Cet homme n’osa l’arrêter. Vingt pas plus loin, Clélia trouva assis sur la première des six marches en bois qui conduisaient à la chambre de Fabrice un autre guichetier fort âgé et fort rouge qui lui dit résolument:
– Mademoiselle, avez-vous un ordre du gouverneur?
– Est-ce que vous ne me connaissez pas?
Clélia, en ce moment, était animée d’une force surnaturelle, elle était hors d’elle-même. «Je vais sauver mon mari», se disait-elle.
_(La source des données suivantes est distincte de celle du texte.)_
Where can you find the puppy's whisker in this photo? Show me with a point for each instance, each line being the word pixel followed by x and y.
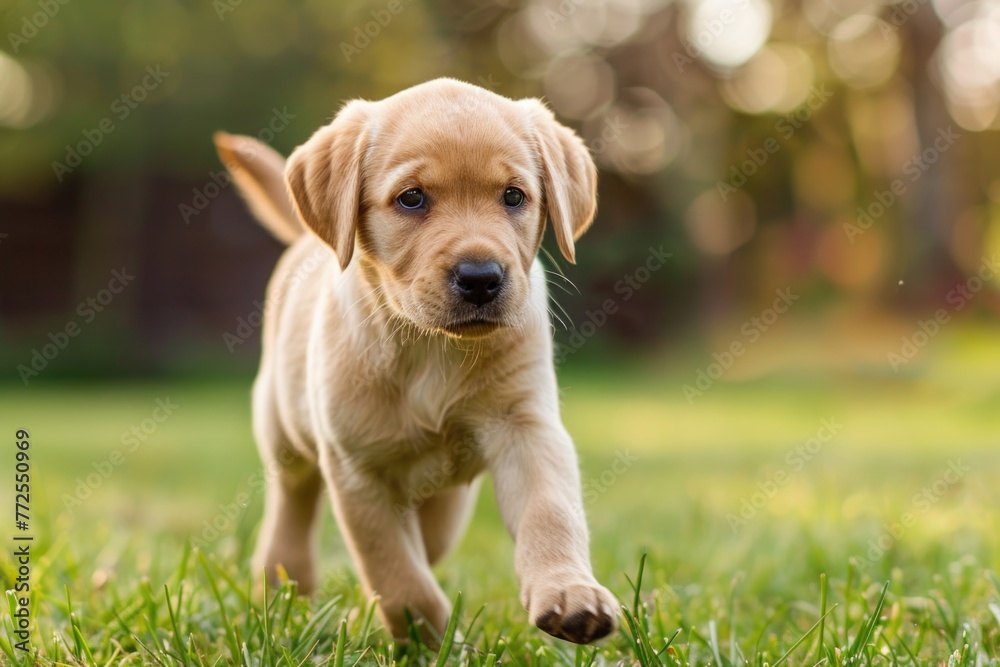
pixel 562 310
pixel 565 279
pixel 362 298
pixel 558 269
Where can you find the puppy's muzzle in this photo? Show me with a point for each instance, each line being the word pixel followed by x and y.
pixel 478 283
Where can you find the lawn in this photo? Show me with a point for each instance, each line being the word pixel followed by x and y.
pixel 789 517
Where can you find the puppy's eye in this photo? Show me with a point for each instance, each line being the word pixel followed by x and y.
pixel 411 199
pixel 513 197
Pendant que le vieux guichetier s’écriait: «Mais mon devoir ne me permet pas…» Clélia montait rapidement les six marches; elle se précipita contre la porte: une clef énorme était dans la serrure; elle eut besoin de toutes ses forces pour la faire tourner. A ce moment, le vieux guichetier à demi ivre saisissait le bas de sa robe; elle entra vivement dans la chambre, referma la porte en déchirant sa robe, et, comme le guichetier la poussait pour entrer après elle, elle la ferma avec un verrou qui se trouvait sous sa main. Elle regarda dans la chambre et vit Fabrice assis devant une fort petite table où était son dîner. Elle se précipita sur la table, la renversa, et, saisissant le bras de Fabrice, lui dit:
– As-tu mangé?
Ce tutoiement ravit Fabrice. Dans son trouble, Clélia oubliait pour la première fois la retenue féminine, et laissait voir son amour.
Fabrice allait commencer ce fatal repas: il la prit dans ses bras et la couvrit de baisers. «Ce dîner était empoisonné, pensa-t-il: si je lui dis que je n’y ai pas touché, la religion reprend ses droits et Clélia s’enfuit. Si elle me regarde au contraire comme un mourant, j’obtiendrai d’elle qu’elle ne me quitte point. Elle désire trouver un moyen de rompre son exécrable mariage, le hasard nous le présente: les geôliers vont s’assembler, ils enfonceront la porte, et voici une esclandre telle que peut-être le marquis Crescenzi en sera effrayé, et le mariage rompu.»